Periodic Reporting for period 1 - PVOP (Digitalising the PV sector for the era of Terawatts)
Berichtszeitraum: 2024-05-01 bis 2025-10-31
The EU has responded with an ambitious framework—the Green Deal, Climate Law, REPowerEU and Fitfor55—promoting electrification and renewables. Solar PV is expanding rapidly: REPowerEU targets 320 GW of new capacity by 2025 and nearly 600 GW by 2030. SolarPower Europe indicates these goals may be reached early: in 2022 the EU had 209 GW installed and may reach 590 GW by 2026.
Yet this rapid growth brings challenges. PV systems underperform: studies show plants generate 6.3% less than expected. At 1 TW, recovering 75% of these losses would yield 47 GW—more than EU installations from 2018–2020—and €4,072M annually. Causes include undetected failures and the inability of current tools to process huge SCADA datasets. With plants now reaching 300–500 MW or more, engineering teams are overstretched, managing roughly 250 MW per person.
Battery integration could boost performance and flexibility but remains underused due to costs, lack of optimisation tools and regulatory gaps, especially for co-located or centralised storage.
PVOP seeks to address these issues with eight innovative solutions based on models, digital twins and AI combined with expert knowledge. It will apply advanced AI and Big Data to real PV data to uncover causal links behind failures and develop robust solutions. Needs will be validated through Open Science with stakeholders, iterating up to TRL 7. Outputs will include best-practice guidelines and regulatory recommendations, supporting EU goals for climate neutrality and energy autonomy.
PVOP’s overarching goal is to digitalise the PV sector to ensure profitability and meet the 600-GW REPowerEU target by 2030.
Its three specific objectives are:
SO1: Increase PV portfolio performance by 4.7% and cut O&M costs by 32% through near-automatic assessment and fault detection.
SO2: Improve grid-friendly integration, flexibility and energy trading through storage.
SO3: Support EU-wide adoption to ensure PV capacity reliably delivers expected electricity.
In the first project period, activities focused on two main lines:
• Developing concepts for PV plant sensor solutions, AI-based fault-detection tools and storage-management strategies. Key Performance Indicators (KPIs) were also proposed to assess whether these solutions function properly.
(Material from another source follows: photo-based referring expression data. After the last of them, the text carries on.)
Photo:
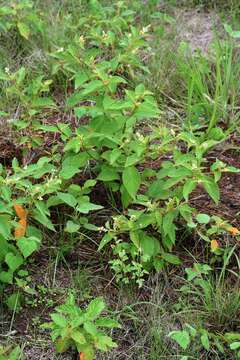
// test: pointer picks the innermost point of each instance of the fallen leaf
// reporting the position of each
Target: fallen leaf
(20, 211)
(20, 230)
(214, 245)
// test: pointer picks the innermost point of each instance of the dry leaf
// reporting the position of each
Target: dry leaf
(20, 230)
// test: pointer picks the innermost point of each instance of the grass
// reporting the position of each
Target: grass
(194, 90)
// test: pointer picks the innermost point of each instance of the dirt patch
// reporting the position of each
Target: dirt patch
(196, 28)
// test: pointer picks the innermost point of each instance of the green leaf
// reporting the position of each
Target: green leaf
(95, 308)
(205, 340)
(131, 180)
(71, 227)
(203, 218)
(62, 344)
(235, 345)
(188, 187)
(80, 79)
(181, 337)
(172, 259)
(105, 240)
(13, 261)
(23, 29)
(108, 323)
(150, 245)
(84, 208)
(28, 245)
(108, 174)
(92, 87)
(6, 277)
(78, 337)
(104, 343)
(67, 199)
(14, 302)
(73, 144)
(5, 226)
(59, 320)
(212, 189)
(71, 165)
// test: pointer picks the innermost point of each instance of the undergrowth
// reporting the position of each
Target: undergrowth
(112, 133)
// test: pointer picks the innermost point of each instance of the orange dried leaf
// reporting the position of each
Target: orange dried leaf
(233, 231)
(214, 245)
(20, 230)
(20, 211)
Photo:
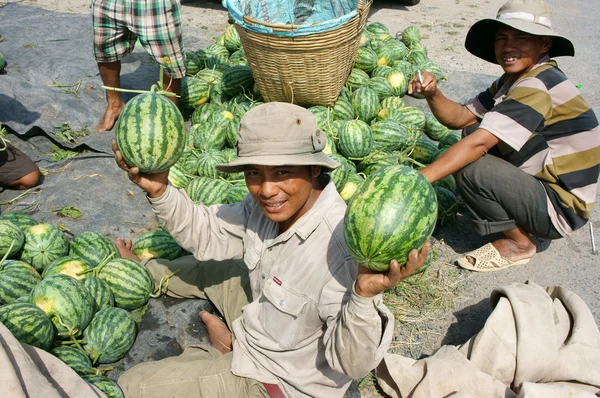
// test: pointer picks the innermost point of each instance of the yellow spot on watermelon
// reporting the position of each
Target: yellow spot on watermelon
(39, 229)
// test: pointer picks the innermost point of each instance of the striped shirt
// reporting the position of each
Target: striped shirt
(547, 129)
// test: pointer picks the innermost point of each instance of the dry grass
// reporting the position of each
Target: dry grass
(422, 306)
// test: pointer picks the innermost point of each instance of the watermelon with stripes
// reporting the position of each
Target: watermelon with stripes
(92, 247)
(207, 191)
(194, 92)
(129, 281)
(381, 86)
(237, 80)
(23, 221)
(11, 239)
(392, 212)
(352, 183)
(365, 103)
(358, 78)
(74, 358)
(70, 265)
(355, 139)
(207, 136)
(28, 324)
(157, 244)
(389, 135)
(66, 301)
(17, 279)
(104, 384)
(100, 292)
(343, 110)
(44, 243)
(237, 192)
(109, 336)
(366, 59)
(150, 133)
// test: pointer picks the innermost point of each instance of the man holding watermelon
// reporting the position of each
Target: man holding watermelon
(302, 318)
(531, 165)
(118, 24)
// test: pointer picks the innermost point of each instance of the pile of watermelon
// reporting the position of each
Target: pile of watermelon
(73, 297)
(369, 127)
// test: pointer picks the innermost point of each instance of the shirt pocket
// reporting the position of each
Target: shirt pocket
(280, 313)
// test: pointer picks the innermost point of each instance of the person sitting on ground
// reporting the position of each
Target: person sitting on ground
(17, 171)
(117, 25)
(531, 166)
(302, 317)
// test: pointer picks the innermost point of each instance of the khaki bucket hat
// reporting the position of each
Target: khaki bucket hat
(279, 134)
(530, 16)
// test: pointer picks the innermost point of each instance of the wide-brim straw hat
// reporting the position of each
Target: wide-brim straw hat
(530, 16)
(279, 134)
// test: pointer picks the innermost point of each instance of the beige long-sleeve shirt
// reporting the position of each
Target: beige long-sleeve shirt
(305, 329)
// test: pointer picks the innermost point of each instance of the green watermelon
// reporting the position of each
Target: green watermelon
(424, 150)
(355, 139)
(109, 336)
(358, 78)
(100, 292)
(366, 59)
(365, 103)
(194, 93)
(207, 136)
(150, 133)
(129, 281)
(104, 384)
(448, 140)
(237, 192)
(21, 220)
(157, 244)
(434, 129)
(207, 191)
(352, 183)
(389, 135)
(237, 80)
(92, 247)
(70, 265)
(28, 324)
(74, 358)
(44, 243)
(11, 239)
(381, 86)
(340, 174)
(392, 212)
(17, 279)
(66, 301)
(447, 206)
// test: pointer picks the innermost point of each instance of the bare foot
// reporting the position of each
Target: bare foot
(110, 117)
(126, 249)
(218, 334)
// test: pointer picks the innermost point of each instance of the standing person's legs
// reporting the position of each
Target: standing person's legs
(503, 198)
(159, 30)
(112, 41)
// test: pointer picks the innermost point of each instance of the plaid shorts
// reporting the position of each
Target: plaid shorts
(156, 23)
• Based on these concepts, alpha versions of the solutions were created—laboratory prototypes validated under controlled conditions.
Validation tests quantified the KPIs and delivered very satisfactory results, allowing the project to enter its second phase with solid expectations. The next step is the development of beta versions of the technical solutions, which will be validated in real PV plants under real operating conditions.
- R1: Sensorisation toolkit to measure the operating variables with low uncertainty.
- R2: Free-access tool for the simulation of the PV plants productivity with digital twins adjusted with sensor data.
- R3: AI-based Electricity Market Prediction Tool.
- R4: Smart tracking control for large mono and bifacial single-axis tracking PV plants over terrain of arbitrary orientation and slope taking into account diffuse irradiance conditions and extreme meteorological events.
- R5: AI-based smart control system of PV plants with batteries with weather and electricity market forecasts to maximise the energy trading.
- R6: Near 100% automatic AI-based system based on a family of algorithm for faults detection and diagnosis and optimisation of resources in PV plants.
- R7: Near 100% autonomous aerial inspection and fault detection system based on the integration of AI and high temporal and spatial resolution multispectral aerial imaging solutions.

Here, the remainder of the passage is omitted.